European Central Bank (ECB) President Mario Draghi, followed by his Japanese counterpart Haruhiko Kuroda, has said there are no limits to his monetary interventions (“Within our mandate we have no limits on the choice of policy tools or the way to employ it (…)”).
Since financial deregulation in the 1980s, central banks have consistently claimed that their market interventions are neutral. Under this doctrine of neutrality, the task of selecting “sound” projects was initially delegated to commercial banks through the granting of loans.
Today the situation is completely different. Under the rather jargonish concept of “macroprudential” regulation, central bank interventions have implicitly, and sometimes even explicitly, targeted this or that sector of the economy. For 35 years this interventionist approach has helped to support property markets through orchestrated interest rate reductions, each one making the next generation of buyers creditworthy. Since the 2008 crisis, this interventionism has been obvious and targeted: at the property markets, through QE in the USA; at businesses, through the Funding for Lending Scheme in the United Kingdom; and at the “real economy”, through the ECB’s TLTRO. In mid-2015 the ECB even started purchasing European “public-sector agencies” securities.
But the ECB President’s recent decision to extend the organisation’s scope to the vast corporate bond market calls for the involvement of the EU’s legislator and citizens. We are talking about investment of EUR 5 billion per month, the conditions of which are shortly to be determined. Democratic control of this financial asset management could be even more critical if the ECB ends up following the Japanese example and buying shares on a large scale.
That the democratically elected European Parliament has not commented on the purchase of sovereign bonds for EUR 60 billion per month since March 2015 is understandable, although given the sums at stake it should probably gauge the sustainability and compatibility of this financial white elephant with the Maastricht commitments. But the ECB’s latest announcement changes the field of play, as it concerns the investment of public funds in private companies.
Even if European financial institutions are not democratically taken to task, they are facing an identity crisis. On the one hand, the ECB can claim that its mission is to stimulate all economic sectors of the eurozone by remaining “neutral”; on the other, this would be to ignore that the EU has adopted proactive and democratically approved energy and climate transition policies, which entail difficult but pivotal decisions for the shift towards a low-carbon economy. In France, since 2015, the financial sector has been bound under the Energy Transition Act to devise and implement a targeted low-carbon investment strategy. An international working group tasked by the Financial Stability Board (FSB, a federation for major central banks) is also due to produce a set of recommendations by the end of the year which will probably give rise to further regulations.

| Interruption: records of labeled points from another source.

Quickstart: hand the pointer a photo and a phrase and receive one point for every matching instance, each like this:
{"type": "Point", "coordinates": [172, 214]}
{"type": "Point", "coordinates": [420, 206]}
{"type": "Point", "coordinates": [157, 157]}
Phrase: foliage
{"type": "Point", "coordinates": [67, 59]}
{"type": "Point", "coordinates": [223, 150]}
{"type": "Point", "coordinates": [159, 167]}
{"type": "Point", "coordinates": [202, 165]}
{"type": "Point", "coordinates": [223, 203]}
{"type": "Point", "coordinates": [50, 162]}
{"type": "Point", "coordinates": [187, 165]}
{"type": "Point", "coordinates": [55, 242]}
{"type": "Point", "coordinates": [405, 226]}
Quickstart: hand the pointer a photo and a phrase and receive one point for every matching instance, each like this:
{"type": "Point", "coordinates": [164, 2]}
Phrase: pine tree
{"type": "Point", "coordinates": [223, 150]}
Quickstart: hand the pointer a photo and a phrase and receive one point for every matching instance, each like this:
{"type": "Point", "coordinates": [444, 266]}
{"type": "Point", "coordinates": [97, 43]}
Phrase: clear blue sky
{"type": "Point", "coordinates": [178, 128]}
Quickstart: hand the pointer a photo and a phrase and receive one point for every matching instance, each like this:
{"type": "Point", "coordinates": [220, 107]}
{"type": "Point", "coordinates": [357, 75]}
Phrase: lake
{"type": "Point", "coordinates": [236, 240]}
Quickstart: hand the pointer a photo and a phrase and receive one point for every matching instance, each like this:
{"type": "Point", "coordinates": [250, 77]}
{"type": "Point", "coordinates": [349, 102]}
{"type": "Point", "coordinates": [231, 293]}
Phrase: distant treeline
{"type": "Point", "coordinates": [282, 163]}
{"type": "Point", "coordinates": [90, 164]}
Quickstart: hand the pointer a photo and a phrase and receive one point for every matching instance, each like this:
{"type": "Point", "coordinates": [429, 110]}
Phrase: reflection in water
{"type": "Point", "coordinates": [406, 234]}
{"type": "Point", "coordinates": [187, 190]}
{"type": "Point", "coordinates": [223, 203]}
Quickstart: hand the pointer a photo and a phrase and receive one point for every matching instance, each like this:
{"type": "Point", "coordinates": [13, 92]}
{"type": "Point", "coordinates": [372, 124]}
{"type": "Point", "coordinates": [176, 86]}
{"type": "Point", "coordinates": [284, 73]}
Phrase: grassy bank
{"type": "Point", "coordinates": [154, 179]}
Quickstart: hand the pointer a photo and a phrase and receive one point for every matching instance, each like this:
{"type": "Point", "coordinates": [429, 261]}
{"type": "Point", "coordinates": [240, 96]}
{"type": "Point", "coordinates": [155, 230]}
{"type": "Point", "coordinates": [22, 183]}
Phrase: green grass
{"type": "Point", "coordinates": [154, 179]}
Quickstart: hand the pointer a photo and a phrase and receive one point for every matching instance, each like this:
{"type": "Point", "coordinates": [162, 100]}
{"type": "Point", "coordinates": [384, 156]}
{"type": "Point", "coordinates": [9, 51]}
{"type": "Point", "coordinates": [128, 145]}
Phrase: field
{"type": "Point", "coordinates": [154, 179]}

The sky (and its atmosphere) is the limit
The carbon epidemic is spreading, with the inexorable and apparently limitless rise of the much-cited atmospheric CO2 ratio. The planet was struck by a series of highest temperatures on records this winter. Just before COP21 and the Paris Agreement, this epidemic affected the financial sector and its regulators, a fact testified to by Bank of England Governor Mark Carney and his now infamous speech to Lloyds. FSB climate risk analyses and recommendations had an impact in 2015, perhaps not on quite the same scale asLaudato si’, but nonetheless big enough to echo through the financial sector.
A model regulation has been in force in France since 2015. And all signs are pointing towards the emergence of new financial regulations in the next few months, to orientate investment and credit to a low-carbon economy in Europe.
So do these targeted regulations not concern our central banks?
For the ECB, basing the “neutrality” of its future bond purchases on the selection of “sound” companies according to the only risk rating reference produced by the major ratings agencies would be stretching the concept of that neutrality. Europe has a specialised structure of independent expertise for selecting “sound” projects under the Juncker Plan, with the EIB and in accordance with a roadmap integrating key European decisions.
If taking into account energy and climate challenges is genuinely one of the EU’s major policies, it is time we recognised the duality of our central bankers and subjected their actions to long-term governance.
Your limit, Mr Draghi, is that most valuable common asset which we call the atmosphere.